We recorded the score to a miniseries at Windmill Lane Studios, Dublin where U2 had started their career. Word got around that he’d been Elvis’s comeback music director so they dropped in for a wee visit that lasted hours. I was orchestrating a last minute cue in the studio while Billy regaled them with Elvis stories in the control room. He thought Elvis was highly underrated!

Billy retired to New York in the 1990s, but we’d lunch and catch up with our lives when he’d come back to LA to visit one of his best friends, Bea Arthur. Being retired, he always said he hated when people asked him what he was working on; “Why can’t they ask what I’m reading or seeing at the theater?” So I’d ask him what he was reading recently or what he’d recommend on Broadway, and he’d tell me what he was working on.

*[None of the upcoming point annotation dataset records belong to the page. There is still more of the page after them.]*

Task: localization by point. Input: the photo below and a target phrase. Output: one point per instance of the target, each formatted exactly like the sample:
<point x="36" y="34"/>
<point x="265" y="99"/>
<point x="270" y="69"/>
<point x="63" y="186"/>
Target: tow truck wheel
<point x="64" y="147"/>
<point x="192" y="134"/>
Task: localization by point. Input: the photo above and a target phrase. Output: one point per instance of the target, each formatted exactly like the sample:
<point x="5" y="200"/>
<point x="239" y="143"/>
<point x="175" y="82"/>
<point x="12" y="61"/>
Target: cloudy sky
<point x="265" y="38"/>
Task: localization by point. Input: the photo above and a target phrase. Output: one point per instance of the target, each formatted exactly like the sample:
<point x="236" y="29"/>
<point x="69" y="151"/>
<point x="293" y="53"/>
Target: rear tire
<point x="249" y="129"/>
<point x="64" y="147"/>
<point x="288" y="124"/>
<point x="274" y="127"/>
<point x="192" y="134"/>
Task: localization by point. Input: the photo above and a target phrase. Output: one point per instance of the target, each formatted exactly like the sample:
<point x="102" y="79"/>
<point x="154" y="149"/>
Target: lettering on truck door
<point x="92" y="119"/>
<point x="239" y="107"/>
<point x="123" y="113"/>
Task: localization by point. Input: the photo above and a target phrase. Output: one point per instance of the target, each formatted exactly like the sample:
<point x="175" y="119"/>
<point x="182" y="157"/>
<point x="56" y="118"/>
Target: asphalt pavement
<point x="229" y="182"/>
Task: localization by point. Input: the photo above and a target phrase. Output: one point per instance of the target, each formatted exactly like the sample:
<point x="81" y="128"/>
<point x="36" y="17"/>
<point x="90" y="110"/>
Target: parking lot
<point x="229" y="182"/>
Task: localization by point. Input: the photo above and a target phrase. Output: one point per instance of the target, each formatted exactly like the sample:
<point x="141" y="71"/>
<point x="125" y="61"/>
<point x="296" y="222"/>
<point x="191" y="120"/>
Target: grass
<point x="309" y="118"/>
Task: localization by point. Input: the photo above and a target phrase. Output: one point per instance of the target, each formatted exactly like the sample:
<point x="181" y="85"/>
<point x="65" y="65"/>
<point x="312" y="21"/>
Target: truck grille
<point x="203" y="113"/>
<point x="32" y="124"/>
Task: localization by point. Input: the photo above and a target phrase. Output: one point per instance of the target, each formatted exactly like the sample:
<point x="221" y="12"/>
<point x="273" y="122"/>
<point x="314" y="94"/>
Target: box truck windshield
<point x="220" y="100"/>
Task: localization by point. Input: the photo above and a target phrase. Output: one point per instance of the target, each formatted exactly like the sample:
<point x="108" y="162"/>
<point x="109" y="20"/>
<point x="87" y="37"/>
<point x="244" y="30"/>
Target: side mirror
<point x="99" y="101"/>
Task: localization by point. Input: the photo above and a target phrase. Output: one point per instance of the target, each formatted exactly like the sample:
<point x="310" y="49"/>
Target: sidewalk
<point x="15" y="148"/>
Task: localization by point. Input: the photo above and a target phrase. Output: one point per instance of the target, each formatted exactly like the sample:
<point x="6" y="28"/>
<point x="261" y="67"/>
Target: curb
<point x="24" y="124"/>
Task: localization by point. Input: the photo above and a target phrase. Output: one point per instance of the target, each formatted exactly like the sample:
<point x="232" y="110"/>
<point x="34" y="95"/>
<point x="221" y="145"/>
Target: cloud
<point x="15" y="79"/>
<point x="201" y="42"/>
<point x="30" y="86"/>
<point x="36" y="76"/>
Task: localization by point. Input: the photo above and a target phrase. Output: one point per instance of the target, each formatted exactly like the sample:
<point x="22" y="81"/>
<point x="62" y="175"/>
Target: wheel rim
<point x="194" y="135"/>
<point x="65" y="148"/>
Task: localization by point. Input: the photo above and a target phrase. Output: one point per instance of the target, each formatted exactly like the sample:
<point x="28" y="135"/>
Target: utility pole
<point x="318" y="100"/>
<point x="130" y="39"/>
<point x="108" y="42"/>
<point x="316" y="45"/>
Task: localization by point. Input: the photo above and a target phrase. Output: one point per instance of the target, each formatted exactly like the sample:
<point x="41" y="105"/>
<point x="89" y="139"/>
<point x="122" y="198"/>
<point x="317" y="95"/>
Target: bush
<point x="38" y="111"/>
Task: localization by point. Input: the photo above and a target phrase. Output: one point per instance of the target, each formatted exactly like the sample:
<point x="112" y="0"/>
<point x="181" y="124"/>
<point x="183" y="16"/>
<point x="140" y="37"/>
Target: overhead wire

For a production in California earlier this year, Billy wrote 5 new songs and revised the overture to his Broadway musical, Ballroom, all of which I had the great pleasure of arranging and orchestrating. He could still nail what a character was all about in a song. He was a dramatist, a man of the theater.

At his 84th birthday party in February in LA, we laughed about the smoke alarm so many years ago; he said his perfect pitch was sagging and he would probably be totally in tune with it now. After a long chat in the corner away from the others, we hugged, I told him I loved him, he loved me too. That was the last time I saw him.

He was a gentleman; good-natured, generous and gracious. I will miss him.